I like the game snake — not so much playing it, but implementing it. The natural consequence
is an autopilot. This way I can just watch instead of playing. On the German version of this
blog, there are already quite a few implementations with different heuristics, but nothing
particularly good at playing Snake.
But now I present an autopilot which can (at least sometimes) play a perfect game of Snake.
In case this gif does not convince you, this autopilot can run directly in the browser
at snake.schawe.me.
So, how does it work?
Neural Networks
If one does not know how to solve something, try to make a neural net come up with a solution.
One example of this applied to classic Atari games was this paper,
from ten years ago. We will apply this idea of reinforcement learning to snake in this post
(but of course others have done this already
[8,
9]).
The fundamental idea of reinforcement learning is quite simple. Just reward the model for
good decision, such that it may learn to make good decisions. So here we will use the score
defined as the length of the snake at the end of the game as the objective which is
maximized by good decisions.
Fortunately, there is already a lot of literature how reinforcement learning can be
implemented. We will use the actor-critic approach. So we construct a neural network
which takes the current state of the game as input and splits into two heads. One
head is the Actor with 3 outputs, which correspond to the next action to take: “right”,
“left” or “straight ahead”. The other head is the Critic with one output representing
an estimate of how long the snake can grow from the current situation.
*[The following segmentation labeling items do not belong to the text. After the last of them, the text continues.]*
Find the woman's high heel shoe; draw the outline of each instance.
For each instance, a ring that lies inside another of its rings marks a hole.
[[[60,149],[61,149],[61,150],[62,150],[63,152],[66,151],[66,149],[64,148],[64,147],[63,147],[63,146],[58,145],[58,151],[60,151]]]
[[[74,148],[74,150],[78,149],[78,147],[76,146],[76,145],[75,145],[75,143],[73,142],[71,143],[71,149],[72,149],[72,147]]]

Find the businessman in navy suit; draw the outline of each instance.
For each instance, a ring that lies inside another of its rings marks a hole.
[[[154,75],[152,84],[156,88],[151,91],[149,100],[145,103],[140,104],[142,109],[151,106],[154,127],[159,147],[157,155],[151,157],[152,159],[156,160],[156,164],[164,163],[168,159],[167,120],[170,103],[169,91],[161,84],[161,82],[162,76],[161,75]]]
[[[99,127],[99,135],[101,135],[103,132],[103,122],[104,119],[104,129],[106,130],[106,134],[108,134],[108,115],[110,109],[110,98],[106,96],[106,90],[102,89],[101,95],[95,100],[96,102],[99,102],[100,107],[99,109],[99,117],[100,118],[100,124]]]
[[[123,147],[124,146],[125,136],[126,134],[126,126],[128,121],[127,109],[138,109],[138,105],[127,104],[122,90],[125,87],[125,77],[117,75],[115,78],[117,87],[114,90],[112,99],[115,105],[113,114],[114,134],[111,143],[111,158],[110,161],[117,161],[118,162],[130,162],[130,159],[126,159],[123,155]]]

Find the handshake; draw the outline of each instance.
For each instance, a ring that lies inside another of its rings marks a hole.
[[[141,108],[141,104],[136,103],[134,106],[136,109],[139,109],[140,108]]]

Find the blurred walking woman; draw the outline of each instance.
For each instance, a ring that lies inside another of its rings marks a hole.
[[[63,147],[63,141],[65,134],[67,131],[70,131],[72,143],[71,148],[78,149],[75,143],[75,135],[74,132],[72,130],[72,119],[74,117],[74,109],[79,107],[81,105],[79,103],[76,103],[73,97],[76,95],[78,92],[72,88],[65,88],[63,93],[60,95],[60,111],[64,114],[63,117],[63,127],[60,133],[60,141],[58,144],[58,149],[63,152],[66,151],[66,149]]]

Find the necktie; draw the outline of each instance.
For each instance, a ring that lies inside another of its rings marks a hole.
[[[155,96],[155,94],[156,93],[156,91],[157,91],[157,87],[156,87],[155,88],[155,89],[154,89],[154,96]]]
For training a full game is played by following the advice of the Actor plus a bit of noise
to explore new strategies. Then the Critic is trained with all encountered game states
to produce estimates for the final score, which should predict the score that was indeed
reached.
For training the Actor, we take states of the game, make a different decision and
ask the Critic how good the resulting situation is. Depending on the estimated quality,
we teach the actor to make this decision more or less often.
So Actor and Critic help each other at getting better and
the common part of the neural net should gain an “Understanding” of the game which both
can base their output on. Ingenious!
Technical Trivialities
My Implementation uses the Python libraries Keras and Tensorflow for training and
multiJSnake (German post) as
the environment. It is a strange decision to implement the environment in Java.
The reason is that it already existed and the combination offered the opportunity
to write a post on the
blog of my employer.
For this post, we will just treat the environment as a black box, which enforces the
rules of Snake.
Lokal Information
One of the most important decisions when designing the model is to determine
the nature of the input. The simplest option, which is quite suited for testing,
is using the local information around the head of the snake: three neurons (0 or 1)
indicating whether the field right, left and ahead are occupied by a wall or the
snake body (and eight more for the diagonals and two fields, left, right, ahead and behind
for a bit more farsightedness). Also we have to indicate where the food is, which
we solve with 4 further neurons (0 or 1) representing whether the food is left,
right, in or against the direction of the snake’s movement.
Behind the input we build a fully connected layer and behind that we
connect directly the two heads.
And after a few thousand training games
the snake moves directly towards the food and avoids itself. But it is not
yet clever enough to avoid catching itself in loops.
Well, even the heuristic of rsnake (German post)
was better.
Global Information
To avoid the snake trapping itself, we should give it global information of the
playing field — it is only fair, since humans do see the whole field, too.
But even with a \(10 \times 10\) field, there would be at least 100 input neurons,
such that fully connected layers would lead to very large models. Instead,
convolutional neural networks
seem like a very good fit to solve this problem, especially since our input is
of two-dimensional nature. To make life for our artificial intelligence a bit
easier, we split our playing field in three channels
- the Head: only the position of the head has a 1, otherwise 0
- the body: the positions of the body have a value corresponding to the number of timesteps they will be occupied
- the food: only the position of the food has a 1, otherwise 0
This is not even an advantage for the snake, since a human player also sees with three
color channels.
And to make life for our snake even easier, we change the output of the actor from
three relative (left, right, ahead) to four absolute (north, east, south, west) directions.
This model layout deserves to be called deep learning. The other model parameters
can be looked up at github.com/surt91/multiJSnake.
And after a few tenthousand training games this model works well enough to
routinely play perfect games on a \(10 \times 10\) field.
And since I only trained it on a \(10 \times 10\) field, it fails on every other size.